0

I have plotted a dendrogram using maximum agglomeration method.

hc <- hclust(distance_matrix, method = "complete")
plot(hc, hang = 0, labels=ilpd_df$Class)

Q1) How can I find the accuracy of this agglomeration method?

Q2) How should one comment on the sensitivity of test data to the agglomeration method?

Thank you =)

  • I don't think that either 'accuracy' or 'sensitivity' are meaningful words in this context. However if you want to measure the appropriateness of a hierarchical clustering then the simplest method maybe the `cophenetic` function. See `help(cophenetic)` – Stephen Henderson Oct 10 '19 at 13:49
  • This doesn't appear to be a specific programming question that's appropriate for Stack Overflow. If you have general questions about the appropriate use of various statistical methods, then you should ask such questions over at [stats.se] instead. You are more likely to get better answers there. – MrFlick Oct 10 '19 at 14:46
  • @MrFlick please encourage *migration*, not duplication, of questions. If you have enough reputation, you can also flag as off-topic, belongs to, CV. – Has QUIT--Anony-Mousse Oct 12 '19 at 11:11

1 Answers1

1

Cluster analysis is explorative, not predictive.
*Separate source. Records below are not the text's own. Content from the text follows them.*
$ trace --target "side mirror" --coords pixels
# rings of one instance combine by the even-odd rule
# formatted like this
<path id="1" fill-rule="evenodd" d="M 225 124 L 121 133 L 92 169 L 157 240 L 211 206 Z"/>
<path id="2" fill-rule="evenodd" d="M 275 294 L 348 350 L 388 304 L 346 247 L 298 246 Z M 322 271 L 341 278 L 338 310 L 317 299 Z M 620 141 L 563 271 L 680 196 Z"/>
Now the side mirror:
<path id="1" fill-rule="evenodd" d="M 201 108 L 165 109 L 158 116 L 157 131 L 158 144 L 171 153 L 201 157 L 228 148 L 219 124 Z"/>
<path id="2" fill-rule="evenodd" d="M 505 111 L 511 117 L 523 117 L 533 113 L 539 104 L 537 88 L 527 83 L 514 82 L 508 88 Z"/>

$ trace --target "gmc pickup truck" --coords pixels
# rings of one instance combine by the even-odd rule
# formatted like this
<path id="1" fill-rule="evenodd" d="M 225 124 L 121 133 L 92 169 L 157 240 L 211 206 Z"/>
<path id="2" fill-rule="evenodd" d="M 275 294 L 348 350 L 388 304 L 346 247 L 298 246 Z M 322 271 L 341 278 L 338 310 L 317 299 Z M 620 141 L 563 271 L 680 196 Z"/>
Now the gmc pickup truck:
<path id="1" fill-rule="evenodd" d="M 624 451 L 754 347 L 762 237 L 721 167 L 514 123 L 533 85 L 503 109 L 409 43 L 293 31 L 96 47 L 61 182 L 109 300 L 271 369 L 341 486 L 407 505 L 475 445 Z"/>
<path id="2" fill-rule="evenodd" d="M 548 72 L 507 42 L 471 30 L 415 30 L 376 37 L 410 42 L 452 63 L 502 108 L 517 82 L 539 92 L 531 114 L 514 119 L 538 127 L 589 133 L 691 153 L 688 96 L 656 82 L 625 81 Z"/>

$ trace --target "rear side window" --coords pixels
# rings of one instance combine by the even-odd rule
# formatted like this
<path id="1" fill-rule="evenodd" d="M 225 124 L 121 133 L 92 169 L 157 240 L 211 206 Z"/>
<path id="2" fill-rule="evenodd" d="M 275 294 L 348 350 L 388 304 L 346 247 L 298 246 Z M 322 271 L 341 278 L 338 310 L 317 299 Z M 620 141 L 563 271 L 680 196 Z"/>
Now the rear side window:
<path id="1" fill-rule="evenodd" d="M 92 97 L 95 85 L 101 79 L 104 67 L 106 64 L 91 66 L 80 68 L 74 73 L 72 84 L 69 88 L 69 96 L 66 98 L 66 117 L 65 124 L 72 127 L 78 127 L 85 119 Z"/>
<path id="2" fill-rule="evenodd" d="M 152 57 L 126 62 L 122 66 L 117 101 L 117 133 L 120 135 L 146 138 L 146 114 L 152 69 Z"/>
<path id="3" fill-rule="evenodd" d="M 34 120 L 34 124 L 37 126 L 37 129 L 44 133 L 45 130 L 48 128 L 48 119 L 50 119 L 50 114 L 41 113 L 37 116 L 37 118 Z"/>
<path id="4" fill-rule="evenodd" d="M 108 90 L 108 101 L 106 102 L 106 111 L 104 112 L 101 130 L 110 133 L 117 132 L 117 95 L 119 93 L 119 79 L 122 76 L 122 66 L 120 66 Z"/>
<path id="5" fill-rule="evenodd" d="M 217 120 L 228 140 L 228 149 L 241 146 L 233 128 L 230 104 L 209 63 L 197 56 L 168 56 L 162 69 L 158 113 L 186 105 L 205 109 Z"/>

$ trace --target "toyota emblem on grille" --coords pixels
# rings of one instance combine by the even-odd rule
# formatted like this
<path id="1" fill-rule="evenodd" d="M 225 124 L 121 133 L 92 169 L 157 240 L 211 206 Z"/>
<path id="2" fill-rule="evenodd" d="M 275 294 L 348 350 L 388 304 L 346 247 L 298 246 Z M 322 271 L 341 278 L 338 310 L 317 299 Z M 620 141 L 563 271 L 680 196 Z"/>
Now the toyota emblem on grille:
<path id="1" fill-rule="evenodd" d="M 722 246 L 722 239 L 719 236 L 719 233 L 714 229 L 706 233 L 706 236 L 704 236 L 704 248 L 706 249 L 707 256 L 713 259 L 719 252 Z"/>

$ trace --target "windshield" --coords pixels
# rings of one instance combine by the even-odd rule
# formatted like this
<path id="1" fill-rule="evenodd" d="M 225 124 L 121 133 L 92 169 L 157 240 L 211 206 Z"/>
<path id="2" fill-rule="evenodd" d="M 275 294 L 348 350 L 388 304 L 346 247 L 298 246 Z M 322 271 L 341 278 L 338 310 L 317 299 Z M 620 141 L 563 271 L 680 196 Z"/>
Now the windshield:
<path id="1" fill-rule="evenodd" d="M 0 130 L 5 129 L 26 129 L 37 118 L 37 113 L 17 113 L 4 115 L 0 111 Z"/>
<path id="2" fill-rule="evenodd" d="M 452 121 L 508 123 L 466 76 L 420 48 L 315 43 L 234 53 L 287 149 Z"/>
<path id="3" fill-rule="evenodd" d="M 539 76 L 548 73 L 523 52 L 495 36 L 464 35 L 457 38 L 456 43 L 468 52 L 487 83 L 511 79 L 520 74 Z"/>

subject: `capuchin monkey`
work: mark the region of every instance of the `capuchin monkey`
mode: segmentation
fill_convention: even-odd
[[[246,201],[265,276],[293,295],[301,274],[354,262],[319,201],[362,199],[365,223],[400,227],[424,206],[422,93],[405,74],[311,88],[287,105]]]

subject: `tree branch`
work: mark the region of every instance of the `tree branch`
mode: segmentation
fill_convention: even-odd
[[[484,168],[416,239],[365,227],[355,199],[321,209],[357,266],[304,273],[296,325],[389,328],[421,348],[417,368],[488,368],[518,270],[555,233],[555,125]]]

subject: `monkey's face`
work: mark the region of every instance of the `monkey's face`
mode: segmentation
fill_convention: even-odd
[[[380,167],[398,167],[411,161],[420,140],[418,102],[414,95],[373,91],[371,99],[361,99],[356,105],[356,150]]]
Accuracy makes sense when predicting, but not so much when exploring data. You won't be able to just apply this clustering method to a new data point!

The closest to accuracy is probably the Rand index if you actually have labeled data. It's the accuracy of predicting for a pair of points if they have the same label, or not.

Has QUIT--Anony-Mousse
  • 76,138
  • 12
  • 138
  • 194